Deputaat ds. P. Mulder stelde daarentegen dat er sprake is van een vaststaand feit. „Als een minderjarige belijdenis doet in een andere kerk, dan houdt de band met onze kerken ook op. Er is altijd een weg terug. Pastorale zorg willen we altijd bieden. Maar we moeten kerkrechtelijk wel helder zijn.”
De synode benadrukte het grote belang van pastoraat richting de ouders van kinderen die zich laten overdopen. Ook stelde de vergadering dat de overdoop van een minderjarige niet hoeft te betekenen dat deze jongeren geen pastorale zorg meer krijgen aangeboden.

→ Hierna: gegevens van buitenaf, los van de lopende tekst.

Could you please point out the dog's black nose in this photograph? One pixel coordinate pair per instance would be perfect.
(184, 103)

De synode gaf naar aanleiding van deze discussie aan de commissie catechese de opdracht om een lesbrief te schrijven over de waarde van de kinderdoop. Ook volgen over dit onderwerp publicaties in kerkblad De Saambinder en jongerenblad Daniël.
De kerkvergadering besloot geen ruimte te bieden aan het afleggen van een speciale belofte door ouders van een al gedoopt geadopteerd kind, die dit christelijk willen opvoeden. Deputaat ds. P. Mulder stelde dat dit onderwerp aandacht kan krijgen in onder meer de pastorale begeleiding, de voorbede in de gemeente en in kerkbodes.
De synode nam daarnaast een rapport aan dat het belang van de zondagsrust en –heiliging onderstreept.